For the record, the diner does have a name: the Fremont Diner. Open since 2009, it has become a virtual cult favorite for local Napa and Sonoma residents as well as visitors from the Bay Area and beyond. When we stopped by last week, there was a 40-minute wait to be seated. What’s the attraction? The Fremont diner meets all of the expectations of a place called “diner” – deep-fried foods on the menu, a dedication to a variety of pork dishes, and traditional Southern staples owner Chad Harris refers to as “Grandma” food. In other words, comfort food made the old-fashioned way, with little concern for low-calorie, low-carb, low-fat or, frankly, any other diet plan you might conjure up. Unlike many traditional diners, however, the Fremont diner also has a commitment to locally-sourced and seasonal ingredients. The result is delicious food that will make Southerners reminisce about their favorite hometown diner.
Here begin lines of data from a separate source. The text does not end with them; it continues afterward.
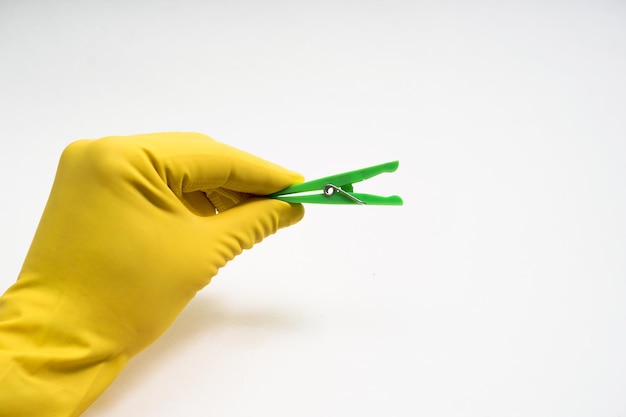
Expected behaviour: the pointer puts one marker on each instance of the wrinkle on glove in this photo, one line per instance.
(131, 223)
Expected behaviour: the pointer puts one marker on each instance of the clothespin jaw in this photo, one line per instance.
(339, 189)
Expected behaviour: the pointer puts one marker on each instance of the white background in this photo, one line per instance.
(497, 289)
For the past 18 months or so, we have been on a mostly carb-free diet. For our visit to the Fremont Diner, we agreed to throw that out of the window and have one of our infrequent “cheat” meals. This menu is simply too tantalizing to attempt to work around carbs. It might be possible to just eat meat and veggies, but why? One of the first menu items that caught our eye was the Nashville Style Chicken, a fried chicken platter “so hot it’ll set a cheatin’ man straight.” We haven’t been able to validate this claim, but it was in fact very spicy and delicious. We opted to have the chicken served on a waffle for a classic chicken and waffle breakfast plate.
In addition, we ordered the chilaquiles plate, which comes with smoked pork, with a side of the house-made Fremont bacon. We opted to sit outside as it was a sunny day and were able to check out what people at the other picnic tables were ordering. The variety of food at Fremont Diner is impressive, ranging from traditional breakfast items such as pancakes and French toast to Southern staples like biscuits and gravy and shrimp and grits. Other menu items include a po-boy-style oyster sandwich, hush puppies, cracklin (fried pig skin) and the Hangtown Fry (scrambled eggs, fried oysters, arugula, potatoes with remoulade, and bacon). Now that the season has turned to Autumn, we’re looking forward to more brunches and lunches at the Fremont Diner’s outside patio.
For those that don’t have the time or desire to wait 40 minutes or more for a table, the Fremont Diner has a takeout option. At the far end of the patio, there is an airstream-style trailer where a range of drinks (beer ,wine, coffee, tea, juices, and horchata) can be ordered, along with food items from the regular menu. This was a popular option the day we visited due to the lengthy wait times.
Since our first trip to the Fremont diner, we have frequented it once more for takeout from the trailer, and ordered food to go twice more to feed an army of guests staying at our house. As a result, we’ve made our way through much of the menu. The verdict: a gourmet greasy spoon – and we mean that as a compliment.